In 2014, Hungary modified its Food Chain Act introducing specific rules for the calculation of the inspection fee applicable to stores selling fast-moving consumer goods on the Hungarian market. It introduced a steeply progressive fee rate structure with 8 different rates ranging from 0% to 6%. Stores selling fast-moving consumer goods with small or medium-sized turnover are exempted from the tax (below HUF 500 million/ approx. €1.6 million) or subject to a 0.1 % rate (between HUF 500 million and HUF 50 billion/ approx. €1.6 - €161 million), whereas companies with higher turnovers are subject to the fee at a progressive ratesabove 1%, reaching 6% for turnovers exceeding HUF 300 billion(approx. €966 million). The amendment entered into force on 1 January 2015.

All other food chain operatorsremain subject to the fee calculated on the relevant turnover at a flat rate of 0.1%.

Furthermore, the Commission also has doubts, based on the information currently available, that the fee can be considered compatible with EU legislation on official controls along the agri-food chain[1]. These rules allow, and in some cases require, Member States to collect fees to cover the costs of official controls by national authorities. In particular, the Commission has reservations as to whether the amended Hungarian fee levels correspond to, and do not exceed, the actual costs of such controls, as required under the above-mentioned EU legislation.

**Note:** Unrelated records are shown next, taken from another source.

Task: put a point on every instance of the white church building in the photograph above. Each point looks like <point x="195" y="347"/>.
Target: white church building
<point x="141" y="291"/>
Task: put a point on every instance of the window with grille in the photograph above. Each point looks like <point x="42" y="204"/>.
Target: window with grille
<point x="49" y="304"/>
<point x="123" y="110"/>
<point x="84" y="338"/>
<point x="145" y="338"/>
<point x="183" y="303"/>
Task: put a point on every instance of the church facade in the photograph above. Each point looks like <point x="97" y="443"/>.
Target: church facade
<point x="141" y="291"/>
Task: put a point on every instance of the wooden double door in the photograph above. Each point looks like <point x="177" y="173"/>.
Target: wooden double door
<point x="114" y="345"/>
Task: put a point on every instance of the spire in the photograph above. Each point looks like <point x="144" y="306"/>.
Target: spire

This measure is one of many retail restrictions introduced by Hungary recently, which can potentially have combined negative effects on competition and can violate the fundamental freedoms provided by the Treaty. For example, as a result of another legislative provision, retailers are prohibited to operate after two consecutive years of loss-making. Such losses can be the result of the high food chain inspection fee some retailers would need pay. The Commission has contacted the Hungarian authorities to find out whether this provision and other retail restrictions are compatible with Treaty rules on freedom of establishment.

Tax on tobacco products

On 16 December 2014 the Hungarian Parliament approved Act XCIV of 2014 on the health contribution of tobacco industry businesses. The Act, which entered into force on 1 February 2015, imposes a tax, referred to as the 'health contribution', on the annual turnover derived from the production and trade of tobacco products in Hungary. It applies to authorised warehouse keepers, importers, or registered traders of tobacco products.

The contribution has progressive rates of 0.2% (companies with a turnover between HUF 30 million and HUF 30 billion / approx. €96,500 - €96.5 million), 2.5% (companies with a turnover between HUF 30 billion and HUF 60 billion / approx. €96.5 - €193 million) and 4.5% (companies with a turnover above HUF 60 billion / approx. €193 million).

If the company makes certain eligible investments, it can reduce its liability resulting from the legislation by up to 80%.

The Commission is also examining whether the Hungarian laws on the distribution of tobacco products are compatible with EU law.

The Commission also has an ongoing in-depth investigation into whether Hungary's advertisement tax introduced in June 2014 complies with EU state aid rules. In particular, the Commission has concerns that the progressive advertisement tax rates, ranging from 0 to 50%, could selectively favour certain companies and give them an unfair competitive advantage.

The non-confidential version of the decisions will be made available under the case numbers SA.40018 and SA.41187 in the State Aid Register on the Commission's competition website once any confidentiality issues have been resolved. New publications of state aid decisions on the internet and in the Official Journal are listed in the State Aid Weekly e-News.

[1] Regulation (EC) No 882/2004 of the European Parliament and of the Council of 29 April 2004 on official controls performed to ensure the verification of compliance with feed and food law, animal health and animal welfare rules, OJ L 165, 30.4.2004, p. 1.